Mas 60 anos atrás, em seu livro “Tristes Trópicos”, o antropólogo Lévi-Strauss já se preocupava com os “costumes judiciários e penitenciários” de nossa civilização ponderando o seguinte:

Estudando-os do exterior, seriamos tentados a opor-lhes dois tipos de sociedades: as que praticam a antropofagia, isto é, as que veem na absorção de certos indivíduos detentores de forças temíveis, o único meio de neutralizá-las e mesmo de aproveitá-las; e as que, como a nossa, adotam o que se poderia chamar a “antropoemia” (do grego “emein”, vomitar); postas diante do mesmo problema, escolheram a solução inversa, que consiste em expulsar esses seres temíveis para fora do corpo social, mantendo-os temporária ou definitivamente isolados, sem contato com a humanidade, em estabelecimentos destinados a esse fim. À maioria das sociedades que chamamos “primitivas”, esse costume inspiraria um horror profundo; ele nos marcaria aos seus olhos da mesma barbárie que seríamos levados a imputar-lhes devido aos seus costumes simétricos. Sociedades que, sob certos aspectos, nos parecem ferozes, sabem ser humanas e benevolentes quando as encaramos por outro.

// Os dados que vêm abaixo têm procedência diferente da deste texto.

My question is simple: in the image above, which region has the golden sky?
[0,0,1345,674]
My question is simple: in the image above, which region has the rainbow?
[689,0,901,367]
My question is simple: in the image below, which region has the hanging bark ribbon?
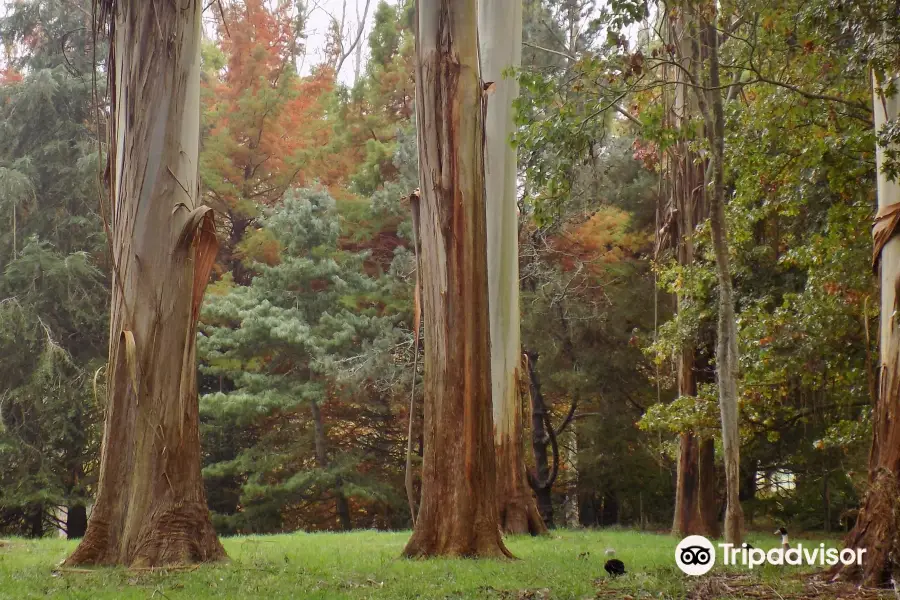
[872,203,900,273]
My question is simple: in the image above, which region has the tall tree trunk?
[669,11,718,536]
[697,438,721,538]
[478,0,547,535]
[698,9,744,546]
[66,0,225,567]
[404,0,511,557]
[835,73,900,586]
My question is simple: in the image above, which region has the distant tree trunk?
[834,73,900,586]
[309,400,353,531]
[66,0,225,567]
[66,504,87,540]
[525,352,554,529]
[478,0,547,535]
[697,438,721,537]
[695,9,744,546]
[404,0,511,557]
[672,433,703,537]
[28,504,44,538]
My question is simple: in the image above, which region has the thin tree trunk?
[699,5,744,546]
[28,504,44,538]
[670,11,718,536]
[309,400,353,531]
[478,0,547,535]
[697,438,721,538]
[404,0,511,557]
[672,433,703,537]
[525,352,554,529]
[834,68,900,586]
[66,0,225,567]
[66,504,87,540]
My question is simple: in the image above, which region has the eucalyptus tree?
[66,0,225,566]
[404,0,510,557]
[478,0,547,534]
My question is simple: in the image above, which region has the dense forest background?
[0,0,884,537]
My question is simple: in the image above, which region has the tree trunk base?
[496,431,549,535]
[828,468,900,587]
[403,528,515,558]
[63,504,227,568]
[500,492,550,536]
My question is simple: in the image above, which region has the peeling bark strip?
[404,0,511,557]
[66,0,225,567]
[478,0,547,535]
[832,73,900,586]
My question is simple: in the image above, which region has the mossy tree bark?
[66,0,225,567]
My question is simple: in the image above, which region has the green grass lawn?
[0,530,893,600]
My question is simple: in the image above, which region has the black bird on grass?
[603,558,625,577]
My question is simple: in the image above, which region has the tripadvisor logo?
[675,535,716,575]
[675,535,866,576]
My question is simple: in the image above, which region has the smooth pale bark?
[404,0,511,557]
[700,8,744,546]
[478,0,547,535]
[669,11,718,537]
[66,0,225,567]
[834,73,900,586]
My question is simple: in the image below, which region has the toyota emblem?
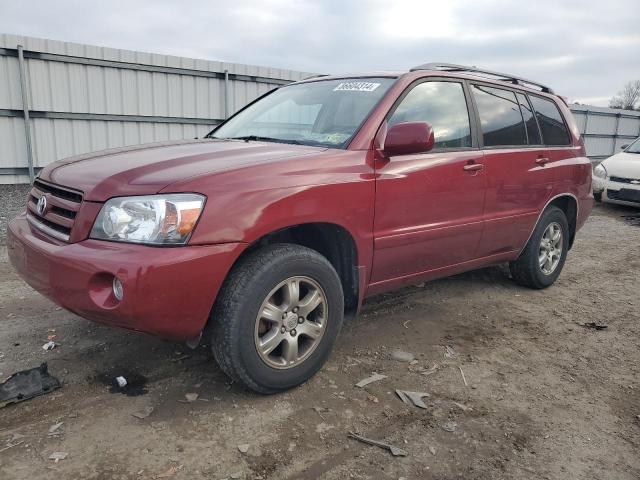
[36,195,47,216]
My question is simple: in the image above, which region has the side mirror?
[383,122,435,157]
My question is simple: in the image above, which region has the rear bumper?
[7,215,244,341]
[593,176,640,208]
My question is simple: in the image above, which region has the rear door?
[471,83,568,257]
[371,79,486,283]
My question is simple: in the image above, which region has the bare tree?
[609,80,640,110]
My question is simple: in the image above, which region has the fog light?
[113,277,124,302]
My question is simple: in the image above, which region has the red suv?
[8,64,593,393]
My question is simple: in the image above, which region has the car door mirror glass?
[383,122,435,157]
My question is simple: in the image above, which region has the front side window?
[389,82,471,148]
[209,77,395,148]
[473,85,527,147]
[529,95,571,145]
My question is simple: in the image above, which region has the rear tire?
[210,244,344,394]
[509,207,569,289]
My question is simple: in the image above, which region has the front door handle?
[462,163,484,172]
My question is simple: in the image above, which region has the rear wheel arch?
[545,193,578,249]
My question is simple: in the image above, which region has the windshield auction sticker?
[333,82,380,92]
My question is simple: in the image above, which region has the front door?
[371,79,486,287]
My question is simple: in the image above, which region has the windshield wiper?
[228,135,304,145]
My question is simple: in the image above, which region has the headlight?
[593,163,607,178]
[91,193,205,245]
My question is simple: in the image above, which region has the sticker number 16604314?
[333,82,380,92]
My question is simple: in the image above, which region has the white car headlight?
[593,163,607,178]
[91,193,205,245]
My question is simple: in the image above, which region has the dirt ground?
[0,201,640,480]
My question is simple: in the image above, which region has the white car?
[593,138,640,207]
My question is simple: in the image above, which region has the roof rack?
[410,62,553,93]
[300,73,329,82]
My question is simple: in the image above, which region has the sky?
[0,0,640,106]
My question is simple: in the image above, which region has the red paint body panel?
[7,215,245,340]
[8,71,593,340]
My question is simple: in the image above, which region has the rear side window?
[516,93,542,145]
[473,85,527,147]
[389,82,471,148]
[529,95,571,145]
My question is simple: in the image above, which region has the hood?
[39,139,326,202]
[602,152,640,180]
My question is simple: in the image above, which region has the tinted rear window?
[516,93,542,145]
[473,85,527,147]
[529,95,571,145]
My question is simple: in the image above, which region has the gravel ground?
[0,194,640,480]
[0,185,30,245]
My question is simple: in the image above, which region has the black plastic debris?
[581,322,609,330]
[0,362,61,408]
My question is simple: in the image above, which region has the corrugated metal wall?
[0,34,640,183]
[0,34,311,183]
[571,105,640,163]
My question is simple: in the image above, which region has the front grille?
[607,189,640,203]
[609,177,640,183]
[27,179,82,242]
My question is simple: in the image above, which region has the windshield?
[208,77,395,148]
[625,138,640,153]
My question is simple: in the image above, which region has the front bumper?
[7,214,244,341]
[593,175,640,207]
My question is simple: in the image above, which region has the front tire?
[210,244,344,394]
[509,207,569,289]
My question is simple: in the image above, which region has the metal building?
[570,104,640,163]
[0,34,640,183]
[0,34,311,183]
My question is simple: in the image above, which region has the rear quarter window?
[473,85,527,147]
[529,95,571,146]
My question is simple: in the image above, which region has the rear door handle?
[462,163,484,172]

No início de julho, um funcionário da Secretaria de Segurança Pública do Maranhão informou que houve, pelo menos, dois casos de canibalismo entre os internos do Complexo Penitenciário de Pedrinhas, em São Luís.

Como se vê, o país que ocupa o quarto lugar em encarceramento no mundo supera a oposição apontada por Lévi-Strauss chegando a uma síntese muito indigesta. Vomitamos homens e também os fazemos devorarem-se.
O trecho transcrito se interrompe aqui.